Could be. I don't know offhand if the enteric encapsulation used for Entocort requires any "assistance" from bacteria in order for it to become active, or not, and I don't have the time to research it, right now.

Re: your thought - Asacol does become active in the small intestine, (the ileum, where SIBO is the greatest threat). It's designed to do that, (so is Entocort, of course). If Asacol were to become activated further up the GI tract, the 5-ASA active ingredient might lose it's potential for benefiting the distal colon, but that shouldn't cause any adverse event in the SI, in and of itself.

Actually, though, the idea that activation further up the GI tract leads to poorer treatment coverage of the colon, (as Dr. Lewey and most other researchers have maintained), sort of flies in the face of the premise that inflammation is greatest at the proximal end of the colon, and diminishes toward the distal end.
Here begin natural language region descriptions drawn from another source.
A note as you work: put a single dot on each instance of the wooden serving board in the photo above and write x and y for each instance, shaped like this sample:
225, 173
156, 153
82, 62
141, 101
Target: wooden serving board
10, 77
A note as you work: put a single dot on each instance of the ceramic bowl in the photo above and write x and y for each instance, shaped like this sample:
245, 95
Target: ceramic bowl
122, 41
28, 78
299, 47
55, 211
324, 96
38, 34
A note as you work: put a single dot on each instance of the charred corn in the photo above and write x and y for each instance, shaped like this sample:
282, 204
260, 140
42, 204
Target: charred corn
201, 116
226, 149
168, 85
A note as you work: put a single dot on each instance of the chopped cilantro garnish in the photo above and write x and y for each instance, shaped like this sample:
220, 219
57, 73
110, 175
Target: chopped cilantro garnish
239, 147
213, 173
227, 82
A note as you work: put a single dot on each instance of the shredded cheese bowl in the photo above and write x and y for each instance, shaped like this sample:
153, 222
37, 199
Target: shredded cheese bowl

In fact, if that distribution pattern is accurate, then that viewpoint suggests that inflammation might possibly be greater in the SI than it is in the colon, (in the absence of data to the contrary. Researchers never seem to check the lymphocyte infiltration in the ileum, (in regards to MC), they always stop short of the cecum. Perhaps MC involves just as much SI inflammation as celiac disease, but this possibility has just been overlooked or ignored, simply because MC normally does not present with villous atrophy, the way that celiac disease does.